There are also hash functions (all three CRC16 functions) which doesn't require .NET and doesn't use external libraries. But the hash is longer and produces more collisions.

You could also just download this example workbook and play around with all 5 hash implementations. As you see there is a good comparison on the first sheet

Solution 2:

I don't care very much about collisions, but needed a weak pseudorandomizer of rows based on a variable-length string field. Here's one insane solution that worked well:

=MOD(MOD(MOD(MOD(MOD(IF(LEN(Z2)>=1,CODE(MID(Z2,1,1))+10,31),1009)*IF(LEN(Z2)>=3,CODE(MID(Z2,3,1))+10,41),1009)*IF(LEN(Z2)>=5,CODE(MID(Z2,5,1))+10,59),1009)*IF(LEN(Z2)>=7,CODE(MID(Z2,7,1))+10,26),1009)*IF(LEN(Z2)>=9,CODE(MID(Z2,9,1))+10,53),1009)

Where Z2 is the cell containing the string you want to hash.

"MOD"s are there to prevent overflowing to scientific notation. 1009 is a prime, could use anything X so that X*255 < max_int_size. 10 is arbitrary; use anything. "Else" values are arbitrary (digits of pi here!); use anything. Location of characters (1,3,5,7,9) are arbitrary; use anything.

Solution 3:

For a reasonably small list you can create a scrambler (poor man's hash function) using built-in Excel functions.

E.g.

 =CODE(A2)*LEN(A2) + CODE(MID(A2,$A$1,$B$1))*LEN(MID(A2,$A$1,$B$1))

Here A1 and B1 hold a random start letter and string length.

A little fiddling and checking and in most cases you can get a workable unique ID quite quickly.

How it Works: The formula uses the first letter of the string and a fixed letter taken from mid-string and uses LEN() as a 'fanning function' to reduce the chance of collisions.

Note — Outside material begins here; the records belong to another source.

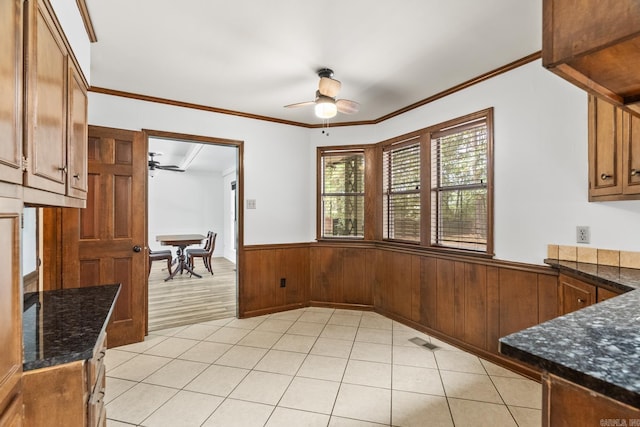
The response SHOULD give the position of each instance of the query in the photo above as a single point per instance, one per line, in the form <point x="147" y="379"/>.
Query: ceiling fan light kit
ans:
<point x="326" y="108"/>
<point x="155" y="165"/>
<point x="325" y="105"/>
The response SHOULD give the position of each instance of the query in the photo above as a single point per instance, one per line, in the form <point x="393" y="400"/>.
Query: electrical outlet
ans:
<point x="582" y="234"/>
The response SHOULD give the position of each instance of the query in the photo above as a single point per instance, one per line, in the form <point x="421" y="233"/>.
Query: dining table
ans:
<point x="180" y="241"/>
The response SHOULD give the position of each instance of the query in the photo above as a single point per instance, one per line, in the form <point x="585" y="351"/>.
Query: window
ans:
<point x="459" y="186"/>
<point x="401" y="190"/>
<point x="342" y="194"/>
<point x="432" y="188"/>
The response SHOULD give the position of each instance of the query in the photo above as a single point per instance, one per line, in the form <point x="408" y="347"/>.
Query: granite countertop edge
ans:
<point x="68" y="352"/>
<point x="597" y="347"/>
<point x="618" y="279"/>
<point x="596" y="384"/>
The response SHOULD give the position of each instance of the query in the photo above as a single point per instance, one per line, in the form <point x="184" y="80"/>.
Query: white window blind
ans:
<point x="401" y="191"/>
<point x="342" y="194"/>
<point x="459" y="173"/>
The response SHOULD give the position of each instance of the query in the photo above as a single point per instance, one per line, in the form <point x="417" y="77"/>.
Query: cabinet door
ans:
<point x="631" y="154"/>
<point x="10" y="304"/>
<point x="11" y="91"/>
<point x="575" y="294"/>
<point x="46" y="101"/>
<point x="605" y="148"/>
<point x="77" y="136"/>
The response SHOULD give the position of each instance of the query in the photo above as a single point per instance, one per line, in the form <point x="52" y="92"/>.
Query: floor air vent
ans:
<point x="423" y="343"/>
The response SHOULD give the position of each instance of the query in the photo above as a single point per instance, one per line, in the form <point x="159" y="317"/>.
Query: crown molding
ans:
<point x="479" y="79"/>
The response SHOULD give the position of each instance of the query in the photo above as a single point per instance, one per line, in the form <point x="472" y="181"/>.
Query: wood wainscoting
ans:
<point x="467" y="301"/>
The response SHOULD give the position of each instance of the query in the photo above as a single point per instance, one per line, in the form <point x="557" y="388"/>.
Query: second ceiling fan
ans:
<point x="326" y="104"/>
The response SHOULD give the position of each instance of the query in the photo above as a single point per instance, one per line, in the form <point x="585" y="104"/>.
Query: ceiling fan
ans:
<point x="155" y="165"/>
<point x="326" y="104"/>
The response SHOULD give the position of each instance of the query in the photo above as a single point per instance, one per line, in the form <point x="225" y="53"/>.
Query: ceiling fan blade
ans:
<point x="300" y="104"/>
<point x="329" y="87"/>
<point x="172" y="168"/>
<point x="346" y="106"/>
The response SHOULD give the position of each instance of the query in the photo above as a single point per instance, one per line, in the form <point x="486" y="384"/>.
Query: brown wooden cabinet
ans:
<point x="71" y="394"/>
<point x="614" y="152"/>
<point x="55" y="125"/>
<point x="10" y="312"/>
<point x="11" y="100"/>
<point x="595" y="44"/>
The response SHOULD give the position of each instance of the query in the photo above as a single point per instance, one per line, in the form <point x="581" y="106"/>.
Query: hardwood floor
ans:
<point x="185" y="300"/>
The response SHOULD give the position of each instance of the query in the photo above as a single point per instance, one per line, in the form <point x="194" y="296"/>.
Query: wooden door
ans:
<point x="105" y="242"/>
<point x="11" y="84"/>
<point x="10" y="308"/>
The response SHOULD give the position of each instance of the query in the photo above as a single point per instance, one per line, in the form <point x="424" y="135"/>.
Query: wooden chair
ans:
<point x="205" y="253"/>
<point x="160" y="255"/>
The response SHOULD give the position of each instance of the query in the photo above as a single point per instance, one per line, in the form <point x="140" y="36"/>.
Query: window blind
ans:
<point x="459" y="215"/>
<point x="401" y="190"/>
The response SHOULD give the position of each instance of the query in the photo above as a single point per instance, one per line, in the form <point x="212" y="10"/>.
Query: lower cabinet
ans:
<point x="70" y="394"/>
<point x="568" y="404"/>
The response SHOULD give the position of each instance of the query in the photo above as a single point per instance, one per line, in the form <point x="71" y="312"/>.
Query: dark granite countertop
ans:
<point x="616" y="278"/>
<point x="597" y="347"/>
<point x="63" y="326"/>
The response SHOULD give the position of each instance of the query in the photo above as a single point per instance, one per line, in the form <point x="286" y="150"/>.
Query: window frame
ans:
<point x="323" y="152"/>
<point x="447" y="128"/>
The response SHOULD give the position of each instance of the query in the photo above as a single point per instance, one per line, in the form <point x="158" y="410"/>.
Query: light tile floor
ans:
<point x="310" y="367"/>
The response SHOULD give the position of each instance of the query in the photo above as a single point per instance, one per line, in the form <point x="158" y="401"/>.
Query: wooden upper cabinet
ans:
<point x="614" y="152"/>
<point x="77" y="136"/>
<point x="595" y="44"/>
<point x="46" y="101"/>
<point x="631" y="155"/>
<point x="11" y="91"/>
<point x="55" y="124"/>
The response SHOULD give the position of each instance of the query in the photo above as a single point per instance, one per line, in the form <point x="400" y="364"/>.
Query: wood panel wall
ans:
<point x="469" y="302"/>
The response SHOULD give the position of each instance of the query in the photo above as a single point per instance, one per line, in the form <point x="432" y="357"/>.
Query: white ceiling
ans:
<point x="254" y="57"/>
<point x="207" y="158"/>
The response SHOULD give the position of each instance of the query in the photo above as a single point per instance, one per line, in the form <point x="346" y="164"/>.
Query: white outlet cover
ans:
<point x="583" y="234"/>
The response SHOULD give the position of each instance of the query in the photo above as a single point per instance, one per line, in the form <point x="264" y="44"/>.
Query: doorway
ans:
<point x="194" y="188"/>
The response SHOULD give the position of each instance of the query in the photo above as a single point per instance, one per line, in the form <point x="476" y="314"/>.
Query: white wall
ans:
<point x="186" y="203"/>
<point x="540" y="162"/>
<point x="275" y="160"/>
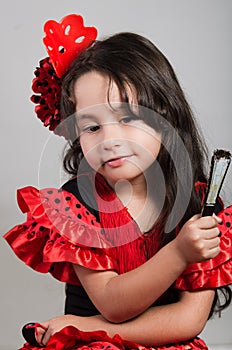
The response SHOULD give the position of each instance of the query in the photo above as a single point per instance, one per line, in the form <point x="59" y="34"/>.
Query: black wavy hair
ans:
<point x="129" y="59"/>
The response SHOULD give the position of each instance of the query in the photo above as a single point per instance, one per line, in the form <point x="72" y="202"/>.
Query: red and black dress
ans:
<point x="101" y="235"/>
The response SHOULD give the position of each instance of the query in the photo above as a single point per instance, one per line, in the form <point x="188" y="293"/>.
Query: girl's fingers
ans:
<point x="40" y="334"/>
<point x="211" y="233"/>
<point x="208" y="222"/>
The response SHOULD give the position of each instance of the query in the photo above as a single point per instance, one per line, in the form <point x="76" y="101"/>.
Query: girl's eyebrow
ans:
<point x="83" y="116"/>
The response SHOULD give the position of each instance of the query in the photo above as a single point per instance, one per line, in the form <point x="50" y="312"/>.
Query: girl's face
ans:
<point x="115" y="143"/>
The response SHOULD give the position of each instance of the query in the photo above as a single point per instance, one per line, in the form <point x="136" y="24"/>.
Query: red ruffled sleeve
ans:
<point x="58" y="233"/>
<point x="216" y="272"/>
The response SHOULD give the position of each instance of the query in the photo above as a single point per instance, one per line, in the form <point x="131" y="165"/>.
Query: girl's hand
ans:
<point x="198" y="240"/>
<point x="54" y="325"/>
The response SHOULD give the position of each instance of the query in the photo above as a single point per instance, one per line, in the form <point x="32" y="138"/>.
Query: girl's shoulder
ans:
<point x="61" y="229"/>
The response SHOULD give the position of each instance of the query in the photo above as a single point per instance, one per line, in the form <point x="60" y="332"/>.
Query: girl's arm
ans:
<point x="157" y="326"/>
<point x="122" y="297"/>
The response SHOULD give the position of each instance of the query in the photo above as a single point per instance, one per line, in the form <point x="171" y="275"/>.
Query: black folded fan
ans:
<point x="219" y="166"/>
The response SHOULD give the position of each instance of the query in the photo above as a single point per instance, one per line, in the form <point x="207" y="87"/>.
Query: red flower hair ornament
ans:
<point x="64" y="40"/>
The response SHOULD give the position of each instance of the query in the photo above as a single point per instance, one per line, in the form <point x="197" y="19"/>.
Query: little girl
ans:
<point x="142" y="268"/>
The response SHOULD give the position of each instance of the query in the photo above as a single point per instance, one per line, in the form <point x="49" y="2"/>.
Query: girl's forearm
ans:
<point x="128" y="295"/>
<point x="162" y="324"/>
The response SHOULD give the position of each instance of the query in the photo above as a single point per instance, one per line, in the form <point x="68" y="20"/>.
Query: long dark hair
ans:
<point x="129" y="59"/>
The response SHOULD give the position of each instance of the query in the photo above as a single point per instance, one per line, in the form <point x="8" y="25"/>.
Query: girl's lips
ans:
<point x="114" y="163"/>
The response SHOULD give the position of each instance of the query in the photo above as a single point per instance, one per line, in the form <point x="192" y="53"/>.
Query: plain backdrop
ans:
<point x="195" y="35"/>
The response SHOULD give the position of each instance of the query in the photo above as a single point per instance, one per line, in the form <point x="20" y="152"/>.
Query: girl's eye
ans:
<point x="91" y="128"/>
<point x="129" y="118"/>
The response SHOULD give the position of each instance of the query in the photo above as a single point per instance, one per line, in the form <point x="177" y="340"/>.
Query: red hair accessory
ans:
<point x="66" y="39"/>
<point x="63" y="41"/>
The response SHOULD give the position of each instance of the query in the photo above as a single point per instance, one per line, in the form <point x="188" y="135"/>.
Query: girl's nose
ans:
<point x="112" y="136"/>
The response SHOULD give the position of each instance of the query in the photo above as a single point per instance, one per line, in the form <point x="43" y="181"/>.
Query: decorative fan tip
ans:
<point x="221" y="153"/>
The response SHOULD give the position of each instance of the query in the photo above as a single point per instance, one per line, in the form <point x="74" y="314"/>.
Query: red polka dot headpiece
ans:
<point x="64" y="41"/>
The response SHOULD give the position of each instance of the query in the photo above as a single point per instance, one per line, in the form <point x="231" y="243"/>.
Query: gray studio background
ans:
<point x="195" y="35"/>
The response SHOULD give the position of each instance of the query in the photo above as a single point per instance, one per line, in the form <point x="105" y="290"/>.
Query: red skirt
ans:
<point x="70" y="338"/>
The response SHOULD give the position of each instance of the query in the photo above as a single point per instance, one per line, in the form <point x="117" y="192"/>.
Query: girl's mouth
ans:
<point x="116" y="162"/>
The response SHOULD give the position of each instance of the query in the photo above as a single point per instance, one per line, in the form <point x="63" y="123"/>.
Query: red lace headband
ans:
<point x="64" y="40"/>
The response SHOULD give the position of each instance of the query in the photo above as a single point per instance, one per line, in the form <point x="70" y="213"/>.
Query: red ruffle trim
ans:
<point x="216" y="272"/>
<point x="70" y="338"/>
<point x="58" y="233"/>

CAVEAT: this is not a hash, but when you need to get something done quickly, and can inspect the results to see that there are no collisions, it works quite well.

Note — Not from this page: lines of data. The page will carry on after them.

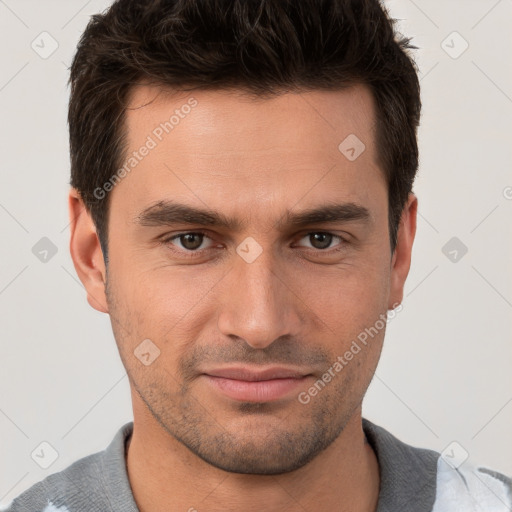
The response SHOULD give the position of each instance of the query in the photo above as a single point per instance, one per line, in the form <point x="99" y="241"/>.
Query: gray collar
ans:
<point x="408" y="474"/>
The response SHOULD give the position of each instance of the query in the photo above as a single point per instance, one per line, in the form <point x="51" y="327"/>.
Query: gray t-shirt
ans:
<point x="412" y="480"/>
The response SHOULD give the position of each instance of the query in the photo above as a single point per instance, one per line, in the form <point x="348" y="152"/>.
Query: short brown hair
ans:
<point x="265" y="47"/>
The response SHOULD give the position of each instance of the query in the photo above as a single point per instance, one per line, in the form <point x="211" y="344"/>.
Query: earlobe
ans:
<point x="401" y="261"/>
<point x="86" y="252"/>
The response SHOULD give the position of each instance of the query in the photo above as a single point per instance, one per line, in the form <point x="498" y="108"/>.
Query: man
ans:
<point x="242" y="208"/>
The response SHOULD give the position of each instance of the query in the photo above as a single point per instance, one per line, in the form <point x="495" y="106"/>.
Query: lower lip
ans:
<point x="257" y="391"/>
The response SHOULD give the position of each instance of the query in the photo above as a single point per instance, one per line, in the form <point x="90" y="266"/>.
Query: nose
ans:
<point x="258" y="302"/>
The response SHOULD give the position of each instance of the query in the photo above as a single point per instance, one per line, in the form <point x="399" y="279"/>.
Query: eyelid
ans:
<point x="165" y="240"/>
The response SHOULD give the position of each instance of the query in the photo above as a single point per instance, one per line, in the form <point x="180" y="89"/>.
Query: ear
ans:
<point x="86" y="252"/>
<point x="401" y="260"/>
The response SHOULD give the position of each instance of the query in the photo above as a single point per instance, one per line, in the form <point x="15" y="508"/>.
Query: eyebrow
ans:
<point x="166" y="213"/>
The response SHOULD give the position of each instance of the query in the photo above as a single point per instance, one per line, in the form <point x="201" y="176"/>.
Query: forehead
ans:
<point x="227" y="147"/>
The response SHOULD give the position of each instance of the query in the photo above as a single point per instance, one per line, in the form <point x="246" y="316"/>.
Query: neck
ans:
<point x="165" y="476"/>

Edit: If your strings should have variable lengths (e.g. full names) but are pulled from a database record with fixed width fields, you will want to do it like this:

 =CODE(TRIM(C8))*LEN(TRIM(C8))
       +CODE(MID(TRIM(C8),$A$1,1))*LEN(MID(TRIM(C8),$A$1,$B$1))

so that the lengths are a meaningful scrambler.